IBM Support

Backup and Restore Performance Improvements with Large Numbers of Tables, Views, and Procedures

News


Abstract

IBM Pure Data for Analytics 7.2.1.6-P2 includes enhancements that improve performance when the backed up and restored database has many tables or other objects that rarely change. Both incremental backup and incremental restore include optimizations that eliminate unnecessary processing overhead for tables and other objects (specifically, views and procedures) that were not modified. Also, you can designate "staging" or other temporary-use tables as not needing backup, and both full and incremental backups would eliminate unnecessary processing overhead for these tables.

Content

Tracking Changes to Tables and Views

To support the incremental backup and restore optimizations for tables and views (including materialized views) that were not modified, the CREATE DATABASE and ALTER DATABASE commands now accept an extra TRACK CHANGES option:

CREATE DATABASE <name> [TRACK CHANGES [ON | OFF]]
ALTER DATABASE <name> [TRACK CHANGES [ON | OFF]]
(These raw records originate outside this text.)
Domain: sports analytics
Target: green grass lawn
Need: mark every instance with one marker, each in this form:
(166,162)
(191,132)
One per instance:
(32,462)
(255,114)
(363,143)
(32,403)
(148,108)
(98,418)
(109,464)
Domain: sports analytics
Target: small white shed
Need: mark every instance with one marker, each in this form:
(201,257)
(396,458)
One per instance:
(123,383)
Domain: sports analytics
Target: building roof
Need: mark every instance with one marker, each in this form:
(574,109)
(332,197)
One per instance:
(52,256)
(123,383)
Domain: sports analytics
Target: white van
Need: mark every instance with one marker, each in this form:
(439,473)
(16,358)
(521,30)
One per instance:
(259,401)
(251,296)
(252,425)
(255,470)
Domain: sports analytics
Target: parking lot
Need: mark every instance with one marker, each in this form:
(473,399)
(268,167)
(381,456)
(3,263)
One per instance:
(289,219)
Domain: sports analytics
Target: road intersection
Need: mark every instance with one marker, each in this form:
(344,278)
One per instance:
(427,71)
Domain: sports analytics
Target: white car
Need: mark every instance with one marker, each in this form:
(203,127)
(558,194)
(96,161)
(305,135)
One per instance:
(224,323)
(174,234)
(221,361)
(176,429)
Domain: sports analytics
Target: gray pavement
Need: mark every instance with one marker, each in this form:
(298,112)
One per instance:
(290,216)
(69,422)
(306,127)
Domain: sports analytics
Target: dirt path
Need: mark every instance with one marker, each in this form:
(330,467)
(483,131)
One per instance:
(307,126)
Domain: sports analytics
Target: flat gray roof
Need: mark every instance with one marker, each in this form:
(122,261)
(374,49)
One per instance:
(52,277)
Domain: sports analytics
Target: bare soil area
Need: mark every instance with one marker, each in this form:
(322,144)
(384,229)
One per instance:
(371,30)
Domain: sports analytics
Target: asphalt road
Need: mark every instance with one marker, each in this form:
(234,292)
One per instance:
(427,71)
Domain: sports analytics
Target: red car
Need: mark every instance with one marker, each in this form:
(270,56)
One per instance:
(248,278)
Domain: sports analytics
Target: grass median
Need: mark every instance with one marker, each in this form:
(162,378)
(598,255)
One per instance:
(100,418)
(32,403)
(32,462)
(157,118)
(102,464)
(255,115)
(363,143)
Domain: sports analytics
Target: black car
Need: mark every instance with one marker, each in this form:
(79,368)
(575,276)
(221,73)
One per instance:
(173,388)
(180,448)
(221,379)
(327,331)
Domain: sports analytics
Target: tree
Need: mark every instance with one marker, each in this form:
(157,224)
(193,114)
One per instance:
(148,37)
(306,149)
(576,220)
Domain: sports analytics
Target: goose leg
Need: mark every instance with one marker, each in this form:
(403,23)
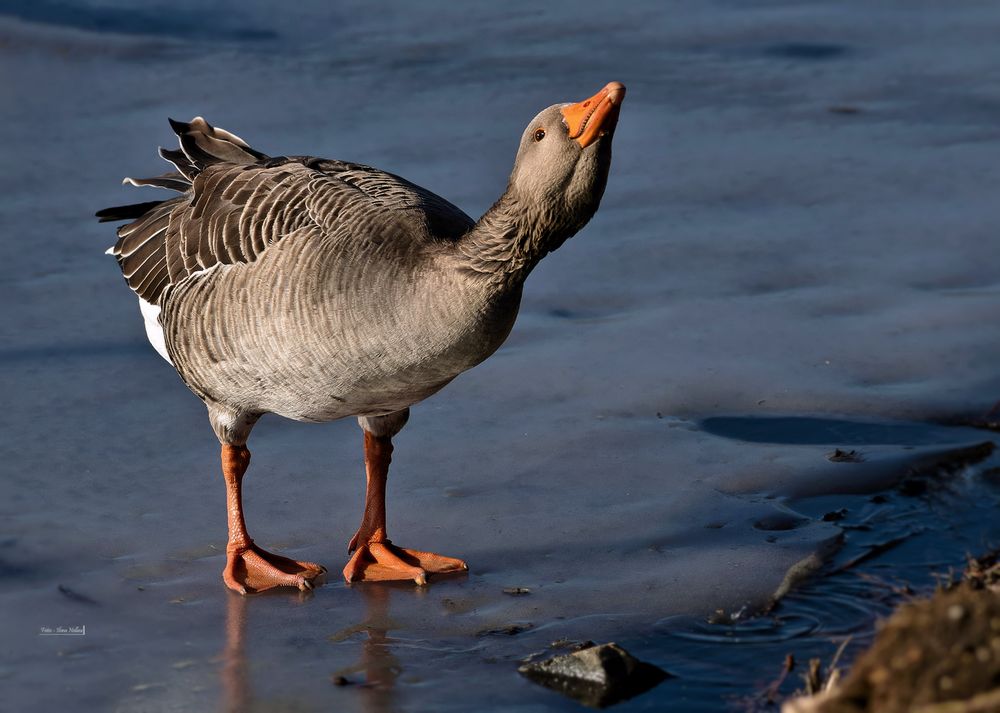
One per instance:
(375,557)
(248,567)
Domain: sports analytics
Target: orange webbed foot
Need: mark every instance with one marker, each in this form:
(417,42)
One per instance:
(250,569)
(383,561)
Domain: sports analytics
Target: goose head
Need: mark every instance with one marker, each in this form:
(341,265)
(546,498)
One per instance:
(562,164)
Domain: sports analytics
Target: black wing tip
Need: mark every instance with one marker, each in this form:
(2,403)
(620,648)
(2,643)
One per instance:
(125,212)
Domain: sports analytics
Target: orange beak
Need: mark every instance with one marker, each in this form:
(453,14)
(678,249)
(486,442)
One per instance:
(592,118)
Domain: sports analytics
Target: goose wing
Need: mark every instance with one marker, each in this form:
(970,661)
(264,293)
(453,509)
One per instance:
(236,202)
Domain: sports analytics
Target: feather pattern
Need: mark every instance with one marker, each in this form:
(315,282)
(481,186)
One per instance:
(237,202)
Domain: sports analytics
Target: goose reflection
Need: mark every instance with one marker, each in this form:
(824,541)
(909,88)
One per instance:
(375,673)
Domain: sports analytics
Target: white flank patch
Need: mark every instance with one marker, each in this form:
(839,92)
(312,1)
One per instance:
(154,332)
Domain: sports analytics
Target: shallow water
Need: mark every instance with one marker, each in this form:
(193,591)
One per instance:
(796,254)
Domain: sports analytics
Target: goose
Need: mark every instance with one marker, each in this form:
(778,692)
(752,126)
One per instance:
(318,289)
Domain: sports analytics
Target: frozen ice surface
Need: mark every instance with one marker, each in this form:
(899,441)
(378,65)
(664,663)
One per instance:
(801,224)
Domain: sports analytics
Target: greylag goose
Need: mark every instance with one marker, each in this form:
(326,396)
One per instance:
(317,289)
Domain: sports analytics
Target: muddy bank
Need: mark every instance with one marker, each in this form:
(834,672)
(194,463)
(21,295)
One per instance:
(933,655)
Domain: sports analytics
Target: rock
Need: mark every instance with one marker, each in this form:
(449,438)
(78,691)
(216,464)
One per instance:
(597,676)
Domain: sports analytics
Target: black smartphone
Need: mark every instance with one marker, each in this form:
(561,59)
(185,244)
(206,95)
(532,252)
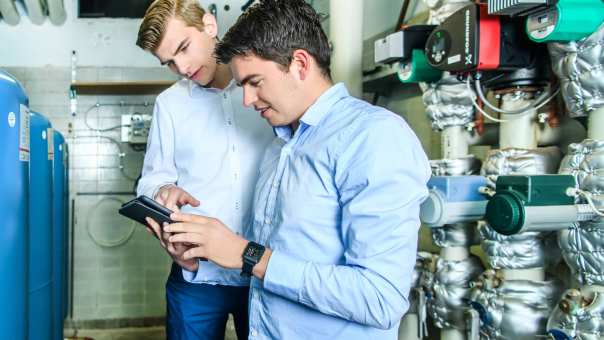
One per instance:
(142,206)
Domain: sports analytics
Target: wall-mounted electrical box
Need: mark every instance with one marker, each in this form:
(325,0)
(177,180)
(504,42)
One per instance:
(135,128)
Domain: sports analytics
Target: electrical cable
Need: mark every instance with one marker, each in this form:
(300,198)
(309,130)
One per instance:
(108,244)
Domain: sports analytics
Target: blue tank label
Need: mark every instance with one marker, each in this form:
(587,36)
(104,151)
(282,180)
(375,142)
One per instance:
(24,134)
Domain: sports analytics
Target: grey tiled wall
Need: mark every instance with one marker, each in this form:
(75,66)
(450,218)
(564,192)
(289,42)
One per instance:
(125,280)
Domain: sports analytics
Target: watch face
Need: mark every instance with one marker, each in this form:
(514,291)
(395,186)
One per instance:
(251,251)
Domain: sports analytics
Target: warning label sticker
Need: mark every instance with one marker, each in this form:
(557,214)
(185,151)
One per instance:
(51,144)
(24,134)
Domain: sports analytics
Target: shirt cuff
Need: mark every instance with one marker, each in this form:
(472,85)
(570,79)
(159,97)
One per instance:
(157,188)
(192,277)
(284,275)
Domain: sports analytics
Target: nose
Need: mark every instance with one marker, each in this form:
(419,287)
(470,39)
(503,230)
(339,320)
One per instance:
(182,67)
(250,96)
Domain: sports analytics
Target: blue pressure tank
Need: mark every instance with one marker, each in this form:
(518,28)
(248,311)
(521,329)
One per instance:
(14,164)
(40,229)
(59,238)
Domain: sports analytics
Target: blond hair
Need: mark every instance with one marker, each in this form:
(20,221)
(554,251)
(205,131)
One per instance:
(153,27)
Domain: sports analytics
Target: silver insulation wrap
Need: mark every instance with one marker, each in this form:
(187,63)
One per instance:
(578,316)
(448,102)
(513,309)
(456,235)
(464,166)
(583,243)
(451,290)
(580,67)
(525,250)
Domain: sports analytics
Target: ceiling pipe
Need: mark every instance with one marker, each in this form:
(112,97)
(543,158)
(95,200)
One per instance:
(56,12)
(36,10)
(346,35)
(9,12)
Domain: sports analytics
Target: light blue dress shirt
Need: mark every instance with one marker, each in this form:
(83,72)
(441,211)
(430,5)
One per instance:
(338,204)
(206,142)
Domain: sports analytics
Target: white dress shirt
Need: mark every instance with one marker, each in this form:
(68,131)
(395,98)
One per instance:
(207,143)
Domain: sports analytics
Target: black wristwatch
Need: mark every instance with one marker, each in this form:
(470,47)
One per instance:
(251,256)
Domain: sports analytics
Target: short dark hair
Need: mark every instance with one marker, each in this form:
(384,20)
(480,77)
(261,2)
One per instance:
(273,30)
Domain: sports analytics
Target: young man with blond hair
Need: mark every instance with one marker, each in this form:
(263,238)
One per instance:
(202,157)
(333,241)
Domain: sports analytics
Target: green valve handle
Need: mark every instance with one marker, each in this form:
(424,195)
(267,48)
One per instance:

By default, a database is created with TRACK CHANGES OFF, which means that the incremental backup and restore optimizations for tables and other objects are not in effect for the specific database. This behavior matches the existing behavior of backup and restore for versions 7.2.1.5-P2 and earlier. TRACK CHANGES OFF is also the default setting on each database after an upgrade to release 7.2.1.6-P2 or later. TRACK CHANGES must be ON in a database to enable the optimizations for tables and views in that database.

With TRACK CHANGES ON, incremental backup of the specific database does not attempt to retrieve inserted and or deleted rows for a specific table in the following situations.

- When it is known that no rows were inserted ince the last backup.

- When it is known that no rows deletedm since the last backup.

- When it is known that no rows were updated since the last backup.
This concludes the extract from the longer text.